JAPAN AND FOREIGN CAPITAL[1]
Japan, far from becoming antagonistic to the occidental nations, as it was prognosticated by some of the Continental journalists, has given another proof of her readiness for the identification of her economic interests with those of the occidental people.
Hitherto in Japan there has been no law which regulated the mortgaging of a railway, or a mining enterprise, or a factory, together with its working system, as a corporation, that is to say, mortgaging the whole system of a railway, a mining enterprise, or a factory as an economic whole, comprising not only each particular material object but also all the organic components of its working system as the subject matter of mortgage. A radical change has now been effected in the matter.
According to the Japanese laws there are two methods for a commercial company in contracting a debt. One is the ordinary borrowing of money from a creditor, and the other is borrowing in the shape of debentures by public subscription. Now in ordinary borrowing of money the liability may be secured by mortgage, but the debentures could not be secured by mortgage, although of course the liability extends to the whole property of the company.
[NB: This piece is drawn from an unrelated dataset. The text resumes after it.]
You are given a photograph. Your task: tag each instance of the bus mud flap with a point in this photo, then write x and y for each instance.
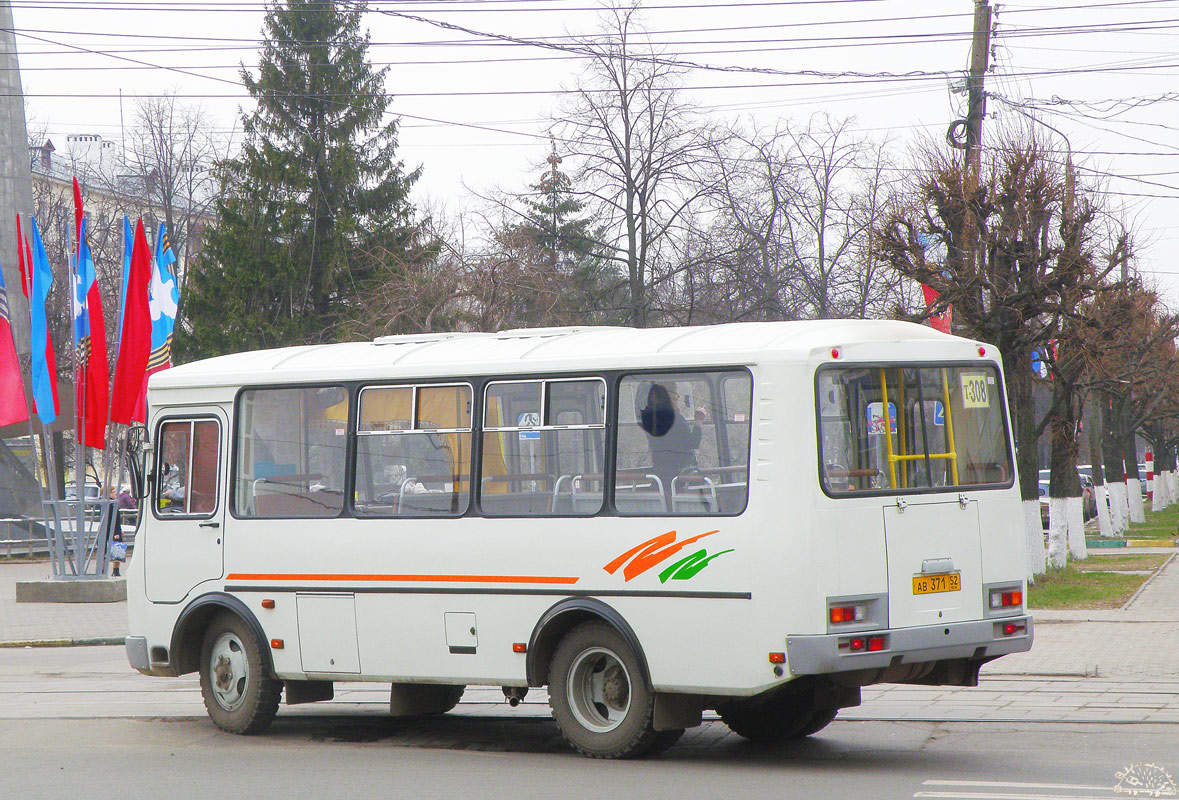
(676, 712)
The first effect of the new change is the provision which enables companies to guarantee debentures by mortgage, and the second effect is the provisions which relate to the creations of economic corporations of railways, mining works, or factories for the special purpose of instituting mortgages of their economic entity.
To make the matter easier to comprehend, I will first explain it with regard to railways.
The permission of the Government originally given to the company is in the nature of a licence or concession which is to be viewed more in the light of a personal matter of the original company, and therefore it could not be a subject matter of a public auction, and therefore according to the old law, if a railway company becomes bankrupt, all the material property, either movable or immovable, would go to new hands, but the licence itself cannot but become extinct with the dissolution of the original company, viz. the original grantee.
This being so, if a railway company fails to fulfil its liability for debenture and goes into bankruptcy, the ultimate result would be that the railway system would be broken up, and the creditors would get their satisfaction only from the sale of each piece of the material property sold by public auction. Even in the case of ordinary debt, whereby all the material property can be mortgaged, the result would be practically the same.
All these inconveniences have now been removed by a series of new laws passed by the last session of the Imperial diet and promulgated on March 13, 1905, by the Imperial Government. The articles of the laws are very numerous and minute, so that it would be unnecessary to dwell upon them here in detail, but the more important parts may be summarised as follows:
(a) The economic entity of a railway company may be constituted a special economic corporation for the purpose of mortgage.[2]